Ovčara is a location near Vukovar, Croatia, where around two hundred prisoners from the Vukovar hospital were massacred by Serbian forces on November 20, 1991. Ovčara was also a Serbian transit camp for Croatian prisoners from October to December 1991.

[edit] Prison camp

Ovčara is located 5 kilometers southeast of the city of Vukovar in Croatia. It is a desolate stretch of land where the Vukovar agricultural conglomerate built cattle-raising facilities after WWII.

These facilities are storage hangars, which are fenced and can be easily guarded. The hangars are made of brick and have a big sliding front door, which includes a small door. The Serbian forces turned Ovčara into a prison camp in early October 1991. Aside from the massacre, three or four thousand prisoners were temporarily held in the camp before being transported to the prison in Sremska Mitrovica or to the local army barracks, which was the transit point for the Serbian concentration camps Stajićevo, Begejci and others.

The archive of the City Government of Vukovar has some testimonies of Ovčara prisoners. When they came out of the buses, they had to run between two rows of Serbian soldiers and other forces, who beat them with rifle butts, clubs and other instruments. The beatings continued in the hangars; at least one person died from those beatings.

Ovčara was closed on December 25, 1991. Its total count was around 200 killed and 61 missing prisoners.

[edit] Massacre

On November 18, 1991, which was the day when the battle of Vukovar ended, the Serbian forces captured the Vukovar hospital. They gathered the wounded combatants, civilians and hospital staff, put them in buses and transported them to Ovčara. The prisoners were brought together, executed by firearms, thrown in a trench and covered by earth.

The Ovčara mass grave lies northeast from the facilities, one kilometer from the Ovčara-Grabovo road. It belongs to the category of the mass graves with the remains of prisoners of war and civilians executed in the immediate vicinity or at the very place of the grave.

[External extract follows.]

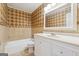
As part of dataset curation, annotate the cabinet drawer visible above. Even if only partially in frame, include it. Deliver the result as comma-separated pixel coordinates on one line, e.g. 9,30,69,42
52,44,73,56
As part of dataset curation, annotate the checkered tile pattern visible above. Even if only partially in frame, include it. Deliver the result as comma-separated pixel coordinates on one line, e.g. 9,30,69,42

Pursuant to the Act for Marking Mass Graves from the Croatian War of Independence, passed by the Croatian Parliament in 1996, the Ovčara Monument was the first such monument. It was made by Slavomir Drinković and uncovered on December 29, 1998. It is a grey obelisk with a sculpted dove and the inscription:

In remembrance of 200 wounded Croatian defenders and civilians from the Vukovar hospital who were executed in the Greater Serbian aggression against the Republic of Croatia.

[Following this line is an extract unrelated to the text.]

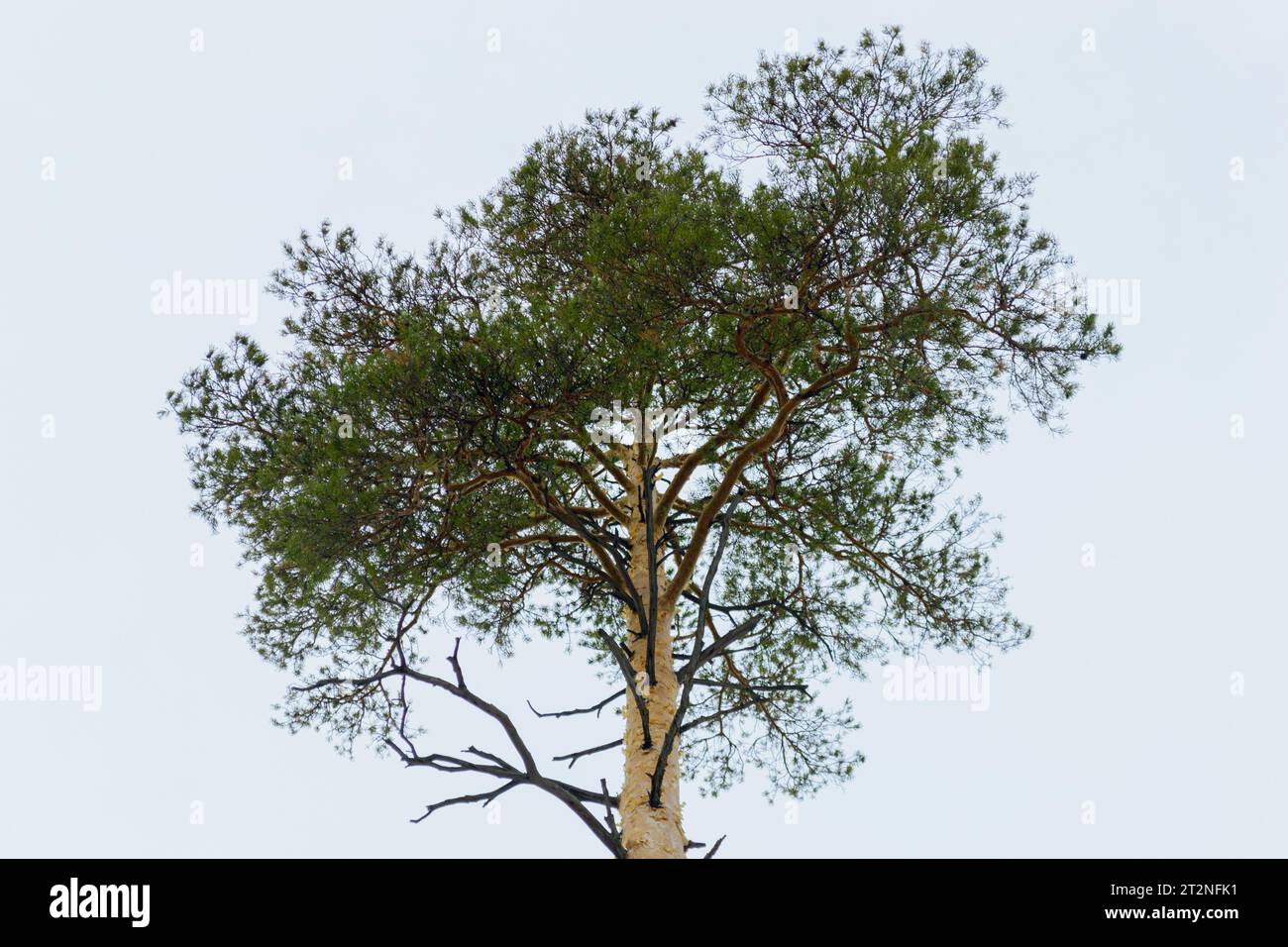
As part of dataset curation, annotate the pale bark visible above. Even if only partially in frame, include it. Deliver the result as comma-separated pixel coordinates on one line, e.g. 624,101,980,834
619,459,687,858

Ovčara is the biggest mass grave in post-war Europe. Aside from it, two other mass graves have been found in the wider area of Vukovar: the New Graveyard and the Sloga Stadium.

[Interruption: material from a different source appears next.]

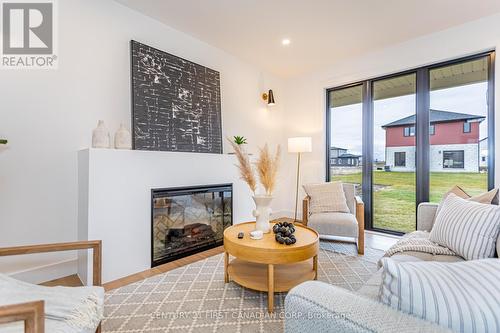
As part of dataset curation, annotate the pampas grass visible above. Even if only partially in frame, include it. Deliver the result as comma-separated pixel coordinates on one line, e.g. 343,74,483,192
227,138,281,196
227,138,257,194
255,144,281,195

Among the dead was a French national.[1]

[edit] Aftermath

Exhumation started on September 1, 1996, and lasted 40 days. 200 bodies were found, of which 163 were identified to date. Slavko Dokmanović, president of the Vukovar Municipality from 1990 to mid-1996, committed suicide in Hague on June 29, 1998, while awaiting trial together with Šljivančanin, Mrkšić and Radić.

In Serbia and Montenegro on December 4, 2003, the Prosecution for War Crimes indicted Miroljub Vujović and associates for the criminal act of war crime against prisoners of war. Two more indictments for the same criminal act were published: against Milan Lazunčanin and associates on May 24, 2004, and against Predrag Dragović and associates on May 25, 2004. All these indictments have been merged in one case.

The bill of indictment says that the accused, as members of the Territorial Defense of Vukovar which was part of the Yugoslav People's Army, or as members of the volunteer corps called Leva supoderica, organized and ordered murders and inhuman acts against the imprisoned members of armed forces and other persons included in armed forces or following armed forces, and took the life of 192 persons and buried them, at the agricultural property in Ovčara near Vukovar, on November 20-21, 1991 (from the afternoon to the early morning).